I helped a friend who had been a victim of domestic violence. I phoned the Italian consulate many times, trying to speak to the previous Console. His office ignored my requests of help for information, as I was just a friend of this person. At that moment I realised the importance of representing people through an Association. Six months later I founded the Italian British Association.
For every migrant, one of the most difficult things is finding a job – how do you remember dealing with this challenge in your beginning?
I moved to London eighteen years ago and I believe that at the time there was a bit less competition than there is now. I was also younger and more aggressive and that does help!
What are the biggest challenges you have faced to succeed in London?
Having two young children and no family around to help.

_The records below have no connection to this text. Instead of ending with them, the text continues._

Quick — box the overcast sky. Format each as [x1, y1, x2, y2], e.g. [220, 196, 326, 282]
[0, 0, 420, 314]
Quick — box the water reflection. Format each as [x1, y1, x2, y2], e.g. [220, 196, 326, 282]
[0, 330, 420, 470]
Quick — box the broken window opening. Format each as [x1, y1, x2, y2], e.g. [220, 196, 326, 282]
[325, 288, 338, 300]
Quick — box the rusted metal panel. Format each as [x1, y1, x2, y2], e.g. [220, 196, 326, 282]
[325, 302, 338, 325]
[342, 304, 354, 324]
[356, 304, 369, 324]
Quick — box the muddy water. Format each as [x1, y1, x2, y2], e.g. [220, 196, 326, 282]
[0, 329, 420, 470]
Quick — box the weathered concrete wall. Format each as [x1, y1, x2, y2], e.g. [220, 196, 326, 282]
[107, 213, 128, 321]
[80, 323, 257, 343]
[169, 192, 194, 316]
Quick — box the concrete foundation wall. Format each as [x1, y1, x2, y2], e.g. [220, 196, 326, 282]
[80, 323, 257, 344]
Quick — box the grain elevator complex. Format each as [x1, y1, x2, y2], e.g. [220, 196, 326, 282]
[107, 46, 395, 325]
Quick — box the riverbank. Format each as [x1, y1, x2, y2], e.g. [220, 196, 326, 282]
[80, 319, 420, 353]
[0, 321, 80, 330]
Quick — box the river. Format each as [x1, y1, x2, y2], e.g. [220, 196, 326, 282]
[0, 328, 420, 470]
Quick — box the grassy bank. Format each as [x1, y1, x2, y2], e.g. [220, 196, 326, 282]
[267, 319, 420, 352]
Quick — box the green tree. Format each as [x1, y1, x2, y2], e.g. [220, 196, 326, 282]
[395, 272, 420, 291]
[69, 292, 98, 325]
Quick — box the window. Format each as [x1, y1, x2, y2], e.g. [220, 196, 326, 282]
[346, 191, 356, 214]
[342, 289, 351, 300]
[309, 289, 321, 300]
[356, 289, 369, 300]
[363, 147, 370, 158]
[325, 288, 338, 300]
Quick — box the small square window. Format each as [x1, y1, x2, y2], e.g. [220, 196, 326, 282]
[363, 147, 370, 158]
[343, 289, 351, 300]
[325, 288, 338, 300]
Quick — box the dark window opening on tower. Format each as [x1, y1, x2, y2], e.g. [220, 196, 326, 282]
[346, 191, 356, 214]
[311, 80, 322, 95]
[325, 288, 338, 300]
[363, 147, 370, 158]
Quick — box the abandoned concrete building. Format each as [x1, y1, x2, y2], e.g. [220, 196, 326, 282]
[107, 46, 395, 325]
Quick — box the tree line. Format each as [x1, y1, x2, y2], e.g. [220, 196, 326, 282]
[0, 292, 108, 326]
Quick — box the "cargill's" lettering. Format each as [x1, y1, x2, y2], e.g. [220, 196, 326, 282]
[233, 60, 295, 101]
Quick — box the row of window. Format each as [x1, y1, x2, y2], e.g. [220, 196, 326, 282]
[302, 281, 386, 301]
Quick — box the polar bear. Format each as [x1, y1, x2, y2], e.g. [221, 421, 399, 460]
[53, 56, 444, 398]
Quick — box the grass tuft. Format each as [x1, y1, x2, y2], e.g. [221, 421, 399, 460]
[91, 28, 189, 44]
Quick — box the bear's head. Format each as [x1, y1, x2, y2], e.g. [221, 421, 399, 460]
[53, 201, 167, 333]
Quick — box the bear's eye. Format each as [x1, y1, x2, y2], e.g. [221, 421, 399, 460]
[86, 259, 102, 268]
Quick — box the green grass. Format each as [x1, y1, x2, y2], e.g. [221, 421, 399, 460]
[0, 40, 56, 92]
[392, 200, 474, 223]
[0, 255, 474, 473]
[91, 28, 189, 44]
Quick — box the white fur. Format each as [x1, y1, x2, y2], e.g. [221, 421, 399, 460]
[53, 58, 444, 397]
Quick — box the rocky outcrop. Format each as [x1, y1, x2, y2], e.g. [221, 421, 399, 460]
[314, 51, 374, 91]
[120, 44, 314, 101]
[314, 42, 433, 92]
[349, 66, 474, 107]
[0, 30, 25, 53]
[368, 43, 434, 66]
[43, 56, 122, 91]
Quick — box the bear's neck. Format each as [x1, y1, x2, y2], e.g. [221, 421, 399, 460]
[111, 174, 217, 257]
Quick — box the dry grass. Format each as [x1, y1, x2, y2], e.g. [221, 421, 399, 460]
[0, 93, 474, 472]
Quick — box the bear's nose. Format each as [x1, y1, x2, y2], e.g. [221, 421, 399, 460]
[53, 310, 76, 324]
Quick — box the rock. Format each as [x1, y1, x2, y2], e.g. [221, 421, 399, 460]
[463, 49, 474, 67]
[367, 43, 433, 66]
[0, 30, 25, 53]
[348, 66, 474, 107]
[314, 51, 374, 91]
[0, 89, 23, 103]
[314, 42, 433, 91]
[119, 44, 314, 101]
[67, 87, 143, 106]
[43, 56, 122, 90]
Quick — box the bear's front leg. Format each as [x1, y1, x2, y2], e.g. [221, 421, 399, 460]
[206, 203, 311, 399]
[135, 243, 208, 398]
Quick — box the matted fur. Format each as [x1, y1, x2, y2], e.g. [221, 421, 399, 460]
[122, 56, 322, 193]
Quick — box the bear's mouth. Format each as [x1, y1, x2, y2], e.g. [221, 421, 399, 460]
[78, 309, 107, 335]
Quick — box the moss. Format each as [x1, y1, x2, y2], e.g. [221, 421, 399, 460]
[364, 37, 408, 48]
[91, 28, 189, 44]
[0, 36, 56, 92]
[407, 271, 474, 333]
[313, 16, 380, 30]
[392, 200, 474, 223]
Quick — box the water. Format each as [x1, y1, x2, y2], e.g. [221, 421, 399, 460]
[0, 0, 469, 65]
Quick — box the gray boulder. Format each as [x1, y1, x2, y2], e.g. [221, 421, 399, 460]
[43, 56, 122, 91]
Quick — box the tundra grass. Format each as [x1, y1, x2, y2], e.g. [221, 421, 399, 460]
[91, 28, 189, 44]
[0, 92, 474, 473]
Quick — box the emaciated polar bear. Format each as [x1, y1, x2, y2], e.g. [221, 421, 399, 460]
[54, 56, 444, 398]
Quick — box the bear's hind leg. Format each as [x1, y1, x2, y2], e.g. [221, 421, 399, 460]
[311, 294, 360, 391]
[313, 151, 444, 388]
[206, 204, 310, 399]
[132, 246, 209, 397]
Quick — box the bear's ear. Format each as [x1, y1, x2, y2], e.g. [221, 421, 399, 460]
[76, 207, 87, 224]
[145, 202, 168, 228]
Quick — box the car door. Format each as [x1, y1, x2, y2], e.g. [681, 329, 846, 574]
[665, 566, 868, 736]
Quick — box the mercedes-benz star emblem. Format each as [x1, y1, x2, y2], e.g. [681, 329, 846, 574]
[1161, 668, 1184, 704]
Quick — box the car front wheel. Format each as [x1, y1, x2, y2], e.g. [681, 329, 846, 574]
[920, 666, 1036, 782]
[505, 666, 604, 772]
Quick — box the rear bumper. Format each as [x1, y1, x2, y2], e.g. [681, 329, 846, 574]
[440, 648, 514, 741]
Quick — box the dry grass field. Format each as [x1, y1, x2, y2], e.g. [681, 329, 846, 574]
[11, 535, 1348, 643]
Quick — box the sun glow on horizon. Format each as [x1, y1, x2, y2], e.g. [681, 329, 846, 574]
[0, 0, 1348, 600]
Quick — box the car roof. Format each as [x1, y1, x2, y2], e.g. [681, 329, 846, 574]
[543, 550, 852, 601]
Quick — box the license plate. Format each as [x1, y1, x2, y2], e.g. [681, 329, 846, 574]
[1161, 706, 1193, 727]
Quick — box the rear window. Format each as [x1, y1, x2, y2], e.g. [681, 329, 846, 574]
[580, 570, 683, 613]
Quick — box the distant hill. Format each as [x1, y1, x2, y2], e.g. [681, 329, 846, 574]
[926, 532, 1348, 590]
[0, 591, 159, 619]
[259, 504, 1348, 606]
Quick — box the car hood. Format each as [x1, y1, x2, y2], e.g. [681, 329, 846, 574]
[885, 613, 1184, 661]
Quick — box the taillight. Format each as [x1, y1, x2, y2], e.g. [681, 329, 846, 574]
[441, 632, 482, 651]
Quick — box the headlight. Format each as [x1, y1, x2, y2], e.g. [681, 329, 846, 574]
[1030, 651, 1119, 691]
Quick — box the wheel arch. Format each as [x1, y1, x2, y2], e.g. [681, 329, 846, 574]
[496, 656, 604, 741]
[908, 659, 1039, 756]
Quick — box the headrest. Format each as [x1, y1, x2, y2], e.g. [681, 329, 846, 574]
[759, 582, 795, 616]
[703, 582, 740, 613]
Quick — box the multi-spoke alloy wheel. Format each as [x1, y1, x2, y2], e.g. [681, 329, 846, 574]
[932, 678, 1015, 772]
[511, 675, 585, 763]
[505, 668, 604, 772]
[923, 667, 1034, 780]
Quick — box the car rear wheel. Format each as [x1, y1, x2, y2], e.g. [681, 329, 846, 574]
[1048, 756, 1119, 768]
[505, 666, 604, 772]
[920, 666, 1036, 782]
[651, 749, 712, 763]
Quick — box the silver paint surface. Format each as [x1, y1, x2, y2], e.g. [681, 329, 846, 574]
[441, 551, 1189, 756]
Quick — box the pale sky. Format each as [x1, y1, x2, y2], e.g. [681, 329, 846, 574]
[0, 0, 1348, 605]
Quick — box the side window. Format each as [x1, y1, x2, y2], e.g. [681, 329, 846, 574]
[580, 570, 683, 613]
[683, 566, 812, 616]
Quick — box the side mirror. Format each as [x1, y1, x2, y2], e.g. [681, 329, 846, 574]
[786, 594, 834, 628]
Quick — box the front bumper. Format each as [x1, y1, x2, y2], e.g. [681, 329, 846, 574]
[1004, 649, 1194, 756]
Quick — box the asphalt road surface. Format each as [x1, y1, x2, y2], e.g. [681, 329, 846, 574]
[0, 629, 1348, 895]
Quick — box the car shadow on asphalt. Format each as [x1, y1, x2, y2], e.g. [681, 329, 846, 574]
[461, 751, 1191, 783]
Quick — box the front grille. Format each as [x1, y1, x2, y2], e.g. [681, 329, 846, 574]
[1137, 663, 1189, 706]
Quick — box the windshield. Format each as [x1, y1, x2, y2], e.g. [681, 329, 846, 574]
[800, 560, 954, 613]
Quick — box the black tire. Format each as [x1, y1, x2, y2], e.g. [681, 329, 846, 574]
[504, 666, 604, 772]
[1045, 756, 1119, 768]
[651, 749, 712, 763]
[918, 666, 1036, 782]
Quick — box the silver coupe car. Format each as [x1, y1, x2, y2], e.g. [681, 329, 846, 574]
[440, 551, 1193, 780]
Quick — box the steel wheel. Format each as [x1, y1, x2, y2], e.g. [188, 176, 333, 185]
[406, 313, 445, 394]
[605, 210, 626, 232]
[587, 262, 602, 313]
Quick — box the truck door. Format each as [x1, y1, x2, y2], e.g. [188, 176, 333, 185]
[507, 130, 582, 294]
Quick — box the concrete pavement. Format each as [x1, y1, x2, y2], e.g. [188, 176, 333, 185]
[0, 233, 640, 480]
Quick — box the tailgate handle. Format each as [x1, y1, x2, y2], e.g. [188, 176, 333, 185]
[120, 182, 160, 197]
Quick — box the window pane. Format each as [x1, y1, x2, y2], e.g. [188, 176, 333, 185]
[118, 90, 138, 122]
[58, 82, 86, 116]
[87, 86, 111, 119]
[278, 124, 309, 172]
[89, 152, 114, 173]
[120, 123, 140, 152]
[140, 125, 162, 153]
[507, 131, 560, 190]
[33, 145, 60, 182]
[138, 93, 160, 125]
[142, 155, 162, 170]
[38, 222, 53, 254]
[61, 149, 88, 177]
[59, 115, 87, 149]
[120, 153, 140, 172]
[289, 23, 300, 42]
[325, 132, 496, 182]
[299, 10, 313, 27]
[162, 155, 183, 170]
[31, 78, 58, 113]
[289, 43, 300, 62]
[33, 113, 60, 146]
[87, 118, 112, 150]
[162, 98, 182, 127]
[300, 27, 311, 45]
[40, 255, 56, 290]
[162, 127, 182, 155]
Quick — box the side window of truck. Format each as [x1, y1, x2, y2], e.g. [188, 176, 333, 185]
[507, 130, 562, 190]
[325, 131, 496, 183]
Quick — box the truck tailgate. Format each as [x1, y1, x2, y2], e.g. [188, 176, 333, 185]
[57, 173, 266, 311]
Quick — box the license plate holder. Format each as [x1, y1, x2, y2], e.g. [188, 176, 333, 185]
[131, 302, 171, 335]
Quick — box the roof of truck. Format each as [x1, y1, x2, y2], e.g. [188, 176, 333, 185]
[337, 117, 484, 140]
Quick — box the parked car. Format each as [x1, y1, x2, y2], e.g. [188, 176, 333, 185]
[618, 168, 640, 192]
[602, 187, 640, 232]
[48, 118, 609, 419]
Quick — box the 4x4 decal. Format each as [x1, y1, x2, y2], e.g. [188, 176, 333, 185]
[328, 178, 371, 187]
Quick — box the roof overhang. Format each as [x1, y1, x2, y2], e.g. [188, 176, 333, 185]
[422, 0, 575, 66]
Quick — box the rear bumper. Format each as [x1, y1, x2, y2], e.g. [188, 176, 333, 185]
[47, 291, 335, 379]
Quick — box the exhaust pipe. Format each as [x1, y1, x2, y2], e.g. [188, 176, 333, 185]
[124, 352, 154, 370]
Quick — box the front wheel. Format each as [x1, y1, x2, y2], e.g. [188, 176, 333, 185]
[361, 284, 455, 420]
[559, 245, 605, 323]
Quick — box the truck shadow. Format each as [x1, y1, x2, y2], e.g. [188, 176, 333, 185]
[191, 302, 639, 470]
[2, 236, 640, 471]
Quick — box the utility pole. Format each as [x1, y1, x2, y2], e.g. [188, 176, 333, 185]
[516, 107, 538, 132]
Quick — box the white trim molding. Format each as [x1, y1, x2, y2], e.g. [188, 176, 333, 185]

The cost of child care is huge and stretches me to my limit.
What is your strong point which keeps you working so hard?
I can lift the spirit of many Italian artists that we help through the Association. We have a project called “Exhibition for £1 a day” where they can manage to get noticed and sell some of their artwork in England. We also encourage those artists to teach art workshops for children. We are trying to take them out of some basic jobs as waiters or kitchen porters, and to make them focus on their skills and talents.
Are you happy with the life you are leading now?
Yes I am. I still think that we could organise more activities if we had a venue for the association. All the activities we do at the moment are self-funded. However, the particular field of our work has been recognised by the director Luca Vullo, who has included our Association in his documentary “Influx” on the Italians living in London. Influx will be out in January. We can’t wait to watch it.
What is your vision in the future?
Do more to facilitate the integration of the Italians living in the UK. I would like to create an independent ‘Italian House’ supported by private investors, to promote our culture and our arts. I am also a candidate running for election to the Comites (Committee of Italians Living Abroad) that will take place in December. The Comities need huge innovations and modernisation too. The last election happened 10 years ago and they don’t have women representatives or young people. People that work in the voluntary association have the proper understanding of what the needs of the Ex-pats are as we deal with the migrants needs every day. I hope we will have a fair election and that people will understand that this is the time to choose the right candidates to represent them.
Who is Maria Iacuzio?
Maria Iacuzio is the founder of the Italian British Association. A women’s association that promotes Italian art, culture and language in England and working with other Italian Associations and cultural centres around the world. Maria comes from a small town near Salerno in the South of Italy. She studied at Salerno’s University and achieved a first class degree in Political Science. Coming from a migrant working class family with three children, she was the first that graduated in her family.
Maria first came to England with a post graduate scholarship to study Politics at Reading University, with a plan to return to Italy for a PhD in History of Political Parties but she then decided to stay and live in the UK.